I doubled back to the Sheep Meadow; I knew that on this first almost warm day of 1978 I’d see kids playing soccer there, rain or no, and I did, a bunch of them all muddy and swearing and laughing, a few spectators sharing cigarettes on the sidelines. I asked if I could play, and they didn’t let me at first, and then a few of the older ones left when some girls came by and I was in.

At first nobody wanted to pass to me, younger as I was and dressed in my really square parochial soccer jersey and all, but a ginger kid got in trouble and booted it sideways to me, so I yo-yoed that ball around like Pelé and scored bigger than hell. I dialed it back after that, let kids take the ball off me half the time, but scored twice more. One of the fullbacks on the other team called me “shrimp,” a tall, skinny, bucktoothed kid you just knew would end up in jail. One of my teammates stood up for me, said, “That’s Supershrimp to you! He fucked you up twice now!” and bucktooth didn’t like that. Made a point of tripping me the next time I got near him. I gave him a cleat in the nuts during a big tangle-up later and I could tell he wanted to fight but didn’t want to look like the bully he actually was. The rain got heavier then, and most of the kids left. But bucktooth wasn’t done with me, nor I with him, so we stayed on to keep playing three on three. A Puerto Rican kid split for dinner, so we were left with five. Soccer was out. Bucktooth suggested Smear the Queer, looking right at me, and I said, “Hell yeah!” in my ten-year-old’s falsetto, making the others laugh. One threw me the ball, and off I went, weaving around the dirty, mostly pale legs and twisting out of feeble claw-hands until it began to strain credibility and I let myself get smeared. But something had shifted in the group dynamic; they liked me. I had outmaneuvered seemingly older kids well enough to make them go “Whoa!” and “Damn, Supershrimp!” and then taken my lumps while laughing. They piled on me, sure, but the late knee or elbow from bucktooth never came. Instead, he awkwardly patted my back as I got up. At that moment I decided I wouldn’t follow him home after all.

But I had to follow somebody. The hunger was on me. And the place was emptying fast; Central Park wasn’t a place where good citizens wanted to get caught after dark.

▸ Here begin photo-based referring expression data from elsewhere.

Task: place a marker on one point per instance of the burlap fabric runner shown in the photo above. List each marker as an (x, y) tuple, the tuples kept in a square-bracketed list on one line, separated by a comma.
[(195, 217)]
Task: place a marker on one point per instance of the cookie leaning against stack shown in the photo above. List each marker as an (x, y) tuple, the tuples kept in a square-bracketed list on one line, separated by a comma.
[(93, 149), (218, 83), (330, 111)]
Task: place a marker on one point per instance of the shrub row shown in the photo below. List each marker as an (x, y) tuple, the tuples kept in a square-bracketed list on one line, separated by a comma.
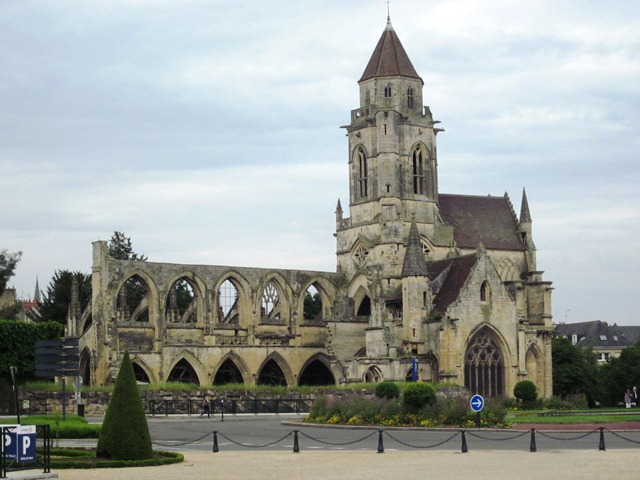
[(355, 410), (85, 458)]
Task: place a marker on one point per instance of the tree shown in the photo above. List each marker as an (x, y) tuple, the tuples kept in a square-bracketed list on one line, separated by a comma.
[(125, 432), (120, 248), (55, 304), (8, 262), (575, 370), (526, 392)]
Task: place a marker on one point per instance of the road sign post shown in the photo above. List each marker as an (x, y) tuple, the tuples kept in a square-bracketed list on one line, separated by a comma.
[(58, 358), (477, 404)]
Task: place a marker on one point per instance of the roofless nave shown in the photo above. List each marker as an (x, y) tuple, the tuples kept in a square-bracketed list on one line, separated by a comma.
[(448, 279)]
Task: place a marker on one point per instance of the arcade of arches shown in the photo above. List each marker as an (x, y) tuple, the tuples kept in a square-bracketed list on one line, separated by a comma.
[(448, 283)]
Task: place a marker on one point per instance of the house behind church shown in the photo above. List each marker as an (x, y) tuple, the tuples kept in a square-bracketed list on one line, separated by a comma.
[(448, 280)]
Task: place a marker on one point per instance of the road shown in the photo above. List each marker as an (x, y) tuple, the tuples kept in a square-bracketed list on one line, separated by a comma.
[(277, 433)]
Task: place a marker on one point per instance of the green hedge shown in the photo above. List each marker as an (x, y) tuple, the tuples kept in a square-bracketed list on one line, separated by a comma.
[(85, 458), (18, 346)]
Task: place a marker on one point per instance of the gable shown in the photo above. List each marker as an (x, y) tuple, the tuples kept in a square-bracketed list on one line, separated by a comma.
[(477, 219)]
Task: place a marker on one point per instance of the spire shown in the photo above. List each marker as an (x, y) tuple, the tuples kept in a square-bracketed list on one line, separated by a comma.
[(339, 211), (37, 297), (525, 215), (389, 59), (414, 264)]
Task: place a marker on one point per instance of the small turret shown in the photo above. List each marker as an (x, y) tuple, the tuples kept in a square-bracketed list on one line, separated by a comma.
[(414, 265), (526, 231)]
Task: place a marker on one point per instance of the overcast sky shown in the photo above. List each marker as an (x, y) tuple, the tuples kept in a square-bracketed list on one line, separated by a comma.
[(208, 131)]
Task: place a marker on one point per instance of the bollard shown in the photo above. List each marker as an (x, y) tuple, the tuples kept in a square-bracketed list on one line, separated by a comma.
[(532, 446), (601, 446), (215, 442)]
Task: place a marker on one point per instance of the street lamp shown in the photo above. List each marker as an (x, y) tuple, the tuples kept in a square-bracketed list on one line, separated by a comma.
[(15, 391)]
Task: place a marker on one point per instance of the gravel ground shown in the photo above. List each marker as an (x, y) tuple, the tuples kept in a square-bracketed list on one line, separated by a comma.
[(395, 464)]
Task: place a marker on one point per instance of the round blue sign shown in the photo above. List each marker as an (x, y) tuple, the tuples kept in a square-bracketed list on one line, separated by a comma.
[(477, 403)]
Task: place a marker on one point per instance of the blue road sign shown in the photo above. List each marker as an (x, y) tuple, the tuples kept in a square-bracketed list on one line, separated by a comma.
[(477, 403)]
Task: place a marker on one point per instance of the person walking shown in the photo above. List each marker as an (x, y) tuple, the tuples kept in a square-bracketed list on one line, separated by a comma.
[(206, 406)]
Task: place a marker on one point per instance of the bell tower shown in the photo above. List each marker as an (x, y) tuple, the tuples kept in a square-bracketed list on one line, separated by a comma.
[(393, 175)]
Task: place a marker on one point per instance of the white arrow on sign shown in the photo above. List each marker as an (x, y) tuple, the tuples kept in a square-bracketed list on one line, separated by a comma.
[(477, 403)]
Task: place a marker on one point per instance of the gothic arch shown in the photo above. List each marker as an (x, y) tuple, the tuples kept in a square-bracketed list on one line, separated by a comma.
[(198, 287), (186, 368), (86, 320), (359, 292), (360, 253), (373, 375), (148, 305), (266, 378), (274, 300), (86, 366), (226, 310), (485, 363), (325, 289), (508, 270), (361, 171), (317, 371), (239, 364)]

I left the meadow, looking back over my shoulder as I went. I remembered when that other big, open space, the Great Lawn, was a Hooverville, full of improvised shacks and tents put up by the poorest of the poor during the Depression. Not long after I got turned, I saw a guy cut another guy’s ears off with a razor up there, just cut ’em right the fuck off, said what did he need ears for if he wasn’t going to listen. Kids then played stickball, kids always play, but when they weren’t doing that, they were hunting pigeons and squirrels with slingshots. You know, for dinner. People now bitching about gas rationing and recession have no idea. No fucking idea whatever.

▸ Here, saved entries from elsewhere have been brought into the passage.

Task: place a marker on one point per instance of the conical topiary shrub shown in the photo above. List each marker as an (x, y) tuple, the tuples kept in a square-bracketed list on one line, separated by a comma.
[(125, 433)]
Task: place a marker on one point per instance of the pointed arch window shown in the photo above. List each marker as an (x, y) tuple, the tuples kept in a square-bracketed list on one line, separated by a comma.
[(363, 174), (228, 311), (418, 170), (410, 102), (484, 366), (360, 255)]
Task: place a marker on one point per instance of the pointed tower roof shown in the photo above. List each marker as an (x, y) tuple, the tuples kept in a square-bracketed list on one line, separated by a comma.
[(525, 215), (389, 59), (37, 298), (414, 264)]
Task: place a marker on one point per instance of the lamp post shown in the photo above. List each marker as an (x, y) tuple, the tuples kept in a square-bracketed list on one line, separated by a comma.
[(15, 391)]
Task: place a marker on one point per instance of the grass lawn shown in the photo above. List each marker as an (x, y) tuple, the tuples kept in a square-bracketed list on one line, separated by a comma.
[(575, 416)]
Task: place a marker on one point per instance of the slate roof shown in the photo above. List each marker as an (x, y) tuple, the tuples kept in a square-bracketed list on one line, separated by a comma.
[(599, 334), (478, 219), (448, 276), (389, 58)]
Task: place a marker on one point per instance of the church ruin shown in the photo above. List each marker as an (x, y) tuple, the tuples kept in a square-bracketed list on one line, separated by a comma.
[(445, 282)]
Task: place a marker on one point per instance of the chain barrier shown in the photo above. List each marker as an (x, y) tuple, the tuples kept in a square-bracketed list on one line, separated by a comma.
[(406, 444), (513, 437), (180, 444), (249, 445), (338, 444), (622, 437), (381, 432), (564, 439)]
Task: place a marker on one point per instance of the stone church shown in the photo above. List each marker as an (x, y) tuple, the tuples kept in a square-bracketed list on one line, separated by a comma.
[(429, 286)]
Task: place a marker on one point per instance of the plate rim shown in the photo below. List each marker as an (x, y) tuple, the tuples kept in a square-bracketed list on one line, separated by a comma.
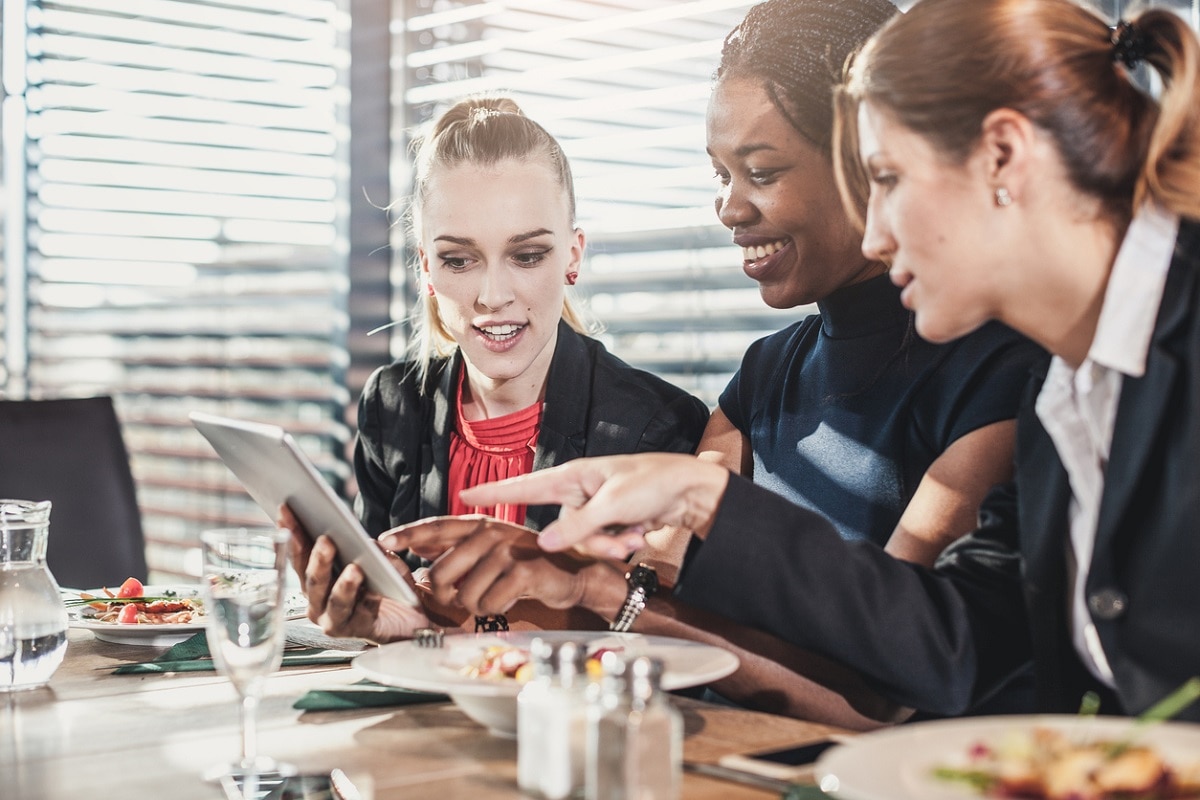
[(477, 687), (114, 630), (862, 751)]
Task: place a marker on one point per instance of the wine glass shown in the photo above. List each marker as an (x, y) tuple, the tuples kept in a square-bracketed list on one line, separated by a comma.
[(245, 572)]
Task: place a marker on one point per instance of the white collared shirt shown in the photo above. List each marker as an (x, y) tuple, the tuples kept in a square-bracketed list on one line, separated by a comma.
[(1079, 407)]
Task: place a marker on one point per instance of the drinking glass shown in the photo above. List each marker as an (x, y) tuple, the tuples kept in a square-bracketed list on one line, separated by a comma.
[(245, 572)]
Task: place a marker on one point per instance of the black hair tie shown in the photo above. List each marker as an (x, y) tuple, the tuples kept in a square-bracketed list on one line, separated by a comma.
[(1129, 43)]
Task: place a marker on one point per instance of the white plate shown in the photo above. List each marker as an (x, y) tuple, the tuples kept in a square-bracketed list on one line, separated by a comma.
[(148, 635), (899, 763), (492, 702), (144, 633)]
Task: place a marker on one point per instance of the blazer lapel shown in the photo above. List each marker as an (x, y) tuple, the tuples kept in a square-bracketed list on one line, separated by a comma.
[(1140, 409), (564, 420), (433, 481)]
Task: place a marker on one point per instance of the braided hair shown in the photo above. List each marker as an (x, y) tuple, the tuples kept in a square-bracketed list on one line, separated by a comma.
[(797, 48)]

I steered toward the Delacorte, deserted now, but the theater crowd would come in a few months with their rich, winey blood corralling themselves within the limits of the lights, laughing their pretty laughs, the women in their pantsuits, the men in their longish hair and wide ties. But before I could get there, I entered the dripping green little forest of the Ramble, an especially bad place to hang out when the light was failing. On a lucky night, you’d trip over gays gaying it up. On a less lucky night, well, let’s just say the weather’s a little muggy. As if to illustrate this, a pair of nearly skeletal black dudes noticed me; one got up from where he had been squatting beneath the shelter of a branch-hung garbage bag, burning the edges of a plastic orange Frisbee with a lighter, I can’t say why, sometimes there is no why. Sometimes it’s just Frisbee-burning time. “Li’l man, li’l man,” he chanted in a kind of singsong, motioning me to him for what purpose I did not know, flipping the smoking Frisbee in his hand, grinning a big alligatory grin. But then the older fellow that he had been squatting near said, “Butterbean, let him be! He one a’ them.” Butterbean stopped cold and turned around, moved back into the darkness under the bag, saying quietly, I think to me, “I didn’t mean nothin’. I wa’n’t gonna do nothin’.”